16. How long will my security file be retained at Statistics Canada, and when will it be disposed of?

As part of the security screening policy on file retention and disposal, the Departmental Security Office is required by Treasury Board of Canada Secretariat to retain screening files for at least two years following an individual's departure from the federal public service to ensure that the individual has a reasonable opportunity to obtain access to the information in his or her file. When a request for access to the information has been received, the information will not be destroyed until such time as the individual has had the opportunity to exercise all of his or her rights under the Privacy Act or the Access to Information Act.

17. Can't you use the security clearance that I had obtained for my volunteer activities or previous employment?

No, we are unable to use any previous criminal record check, either done by the federal government or by a third party. Due to the high volume of security screenings that we will be processing for 2021 Census operations, we will be unable to confirm or transfer existing security clearances from other departments or agencies. If you already hold a valid government security clearance, you are still required to complete this specific 2021 Census reliability check.

Please note that this reliability status will be issued for the length of your employment with the 2021 Census. It will not be transferable to other government departments or agencies.

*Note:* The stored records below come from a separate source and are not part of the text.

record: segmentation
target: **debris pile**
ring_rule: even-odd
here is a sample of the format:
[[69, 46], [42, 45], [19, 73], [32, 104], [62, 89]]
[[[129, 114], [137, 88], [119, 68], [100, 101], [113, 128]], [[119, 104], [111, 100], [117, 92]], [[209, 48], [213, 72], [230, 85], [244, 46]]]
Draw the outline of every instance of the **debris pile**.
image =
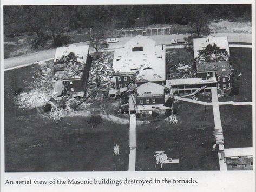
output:
[[[94, 59], [91, 64], [88, 78], [88, 93], [101, 87], [101, 91], [107, 90], [114, 86], [113, 79], [114, 71], [112, 68], [113, 54], [111, 52], [102, 52], [99, 58]], [[97, 96], [92, 97], [97, 99]]]
[[209, 44], [205, 49], [200, 52], [199, 56], [199, 63], [228, 61], [229, 57], [229, 56], [226, 50], [220, 49], [215, 43], [213, 43], [213, 46]]
[[169, 117], [167, 118], [167, 121], [169, 121], [169, 124], [177, 124], [178, 120], [176, 117], [176, 115], [174, 114], [172, 114]]
[[115, 146], [114, 146], [113, 150], [114, 150], [114, 154], [115, 155], [120, 155], [120, 154], [119, 154], [119, 146], [117, 145], [116, 143], [115, 143]]

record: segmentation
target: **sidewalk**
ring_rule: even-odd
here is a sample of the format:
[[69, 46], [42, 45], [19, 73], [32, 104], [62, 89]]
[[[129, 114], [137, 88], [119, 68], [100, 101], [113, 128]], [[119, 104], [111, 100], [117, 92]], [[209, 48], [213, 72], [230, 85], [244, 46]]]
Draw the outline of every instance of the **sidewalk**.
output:
[[130, 154], [128, 171], [135, 171], [136, 165], [136, 116], [130, 116]]

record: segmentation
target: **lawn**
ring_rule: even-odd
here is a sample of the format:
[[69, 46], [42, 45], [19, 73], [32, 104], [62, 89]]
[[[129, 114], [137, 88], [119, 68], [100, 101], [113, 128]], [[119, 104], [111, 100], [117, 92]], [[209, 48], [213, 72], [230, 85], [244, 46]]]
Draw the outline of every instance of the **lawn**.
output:
[[[162, 120], [137, 127], [136, 170], [219, 170], [218, 154], [212, 151], [215, 143], [212, 107], [187, 102], [178, 105], [176, 125]], [[154, 155], [160, 150], [179, 158], [180, 163], [155, 168]]]
[[[234, 77], [233, 85], [238, 87], [238, 95], [219, 98], [220, 101], [252, 101], [252, 49], [247, 48], [231, 48], [230, 61], [234, 68]], [[242, 75], [238, 77], [241, 72]]]
[[[38, 65], [4, 72], [5, 171], [126, 171], [129, 128], [90, 116], [53, 121], [36, 109], [18, 108], [16, 94], [29, 91], [40, 78]], [[113, 153], [115, 143], [120, 155]]]
[[252, 108], [220, 106], [226, 148], [252, 147]]

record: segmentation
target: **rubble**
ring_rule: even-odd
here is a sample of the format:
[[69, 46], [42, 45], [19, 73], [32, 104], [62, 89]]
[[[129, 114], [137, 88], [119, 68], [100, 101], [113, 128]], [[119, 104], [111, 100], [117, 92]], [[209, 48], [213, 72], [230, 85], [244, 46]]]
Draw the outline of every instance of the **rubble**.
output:
[[115, 155], [120, 155], [120, 154], [119, 154], [119, 146], [117, 145], [116, 143], [115, 143], [115, 146], [114, 146], [113, 150], [114, 150], [114, 154]]

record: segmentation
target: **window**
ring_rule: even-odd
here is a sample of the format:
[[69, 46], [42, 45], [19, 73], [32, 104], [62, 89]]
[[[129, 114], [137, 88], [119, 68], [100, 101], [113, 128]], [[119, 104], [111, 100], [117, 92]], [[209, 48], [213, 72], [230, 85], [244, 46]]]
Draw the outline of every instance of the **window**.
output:
[[143, 47], [134, 47], [133, 51], [143, 51]]

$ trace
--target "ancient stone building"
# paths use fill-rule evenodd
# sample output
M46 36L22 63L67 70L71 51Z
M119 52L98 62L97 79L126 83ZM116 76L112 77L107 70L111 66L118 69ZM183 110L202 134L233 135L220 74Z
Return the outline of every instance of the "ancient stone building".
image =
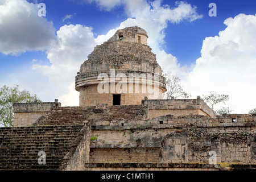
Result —
M144 30L129 27L118 30L108 42L95 47L76 77L80 106L140 104L144 97L162 98L166 91L164 78L156 55L147 46L147 39ZM107 87L104 93L98 90L102 81ZM150 93L148 87L157 93Z
M255 169L256 116L216 115L199 96L163 100L147 39L128 27L97 46L76 77L79 106L14 104L14 127L0 128L0 169Z

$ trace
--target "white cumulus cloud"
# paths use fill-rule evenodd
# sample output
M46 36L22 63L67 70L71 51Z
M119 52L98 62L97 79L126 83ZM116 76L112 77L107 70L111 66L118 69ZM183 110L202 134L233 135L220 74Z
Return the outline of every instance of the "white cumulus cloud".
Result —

18. Why do you need to perform a credit check?

In October 2014, the Government of Canada updated its policies on the security of government information. Part of this update included the Treasury Board's Standard on Security Screening, which is intended to ensure more effective and rigorous security screening in the Government of Canada. As a result, credit checks are mandatory for reliability status screening. Credit checks are performed to

  • determine an individual's reliability and trustworthiness
  • assist in confirming an individual's name, place of residence, previous place of residence, current and previous place of employment, and other personal history information when there is difficulty obtaining this information through other means.

Note: Credit checks conducted for the purpose of security screening have no impact on the individual's credit bureau file.

19. What is a credit report and what information does it contain?

A credit report is a record of an individual's borrowing and repayment history, and it includes information about late payments and bankruptcy. It is used as a measure of an individual's reliability.

20. What does my credit information have to do with security risks?

The overall reliability assessment takes into account an individual's trustworthiness in terms of protecting government assets, information and facilities. A credit check validates financial information and can flag individuals who might be subject to financial pressures that could negatively affect their reliability.

21. Will the credit check affect my credit history?

No, an individual's credit history will not be affected by the credit check.

22. Will other lenders know that the Government of Canada has requested a credit report?

No. A credit check conducted for a security screening is masked so that there is no negative impact on the individual's credit bureau file.

23. What if I don't want to consent to a credit check?

A credit check is an essential part of the new Standard on Security Screening. If an individual refuses to provide consent or the required information, screening activities cease and the individual will be withdrawn from the recruitment process.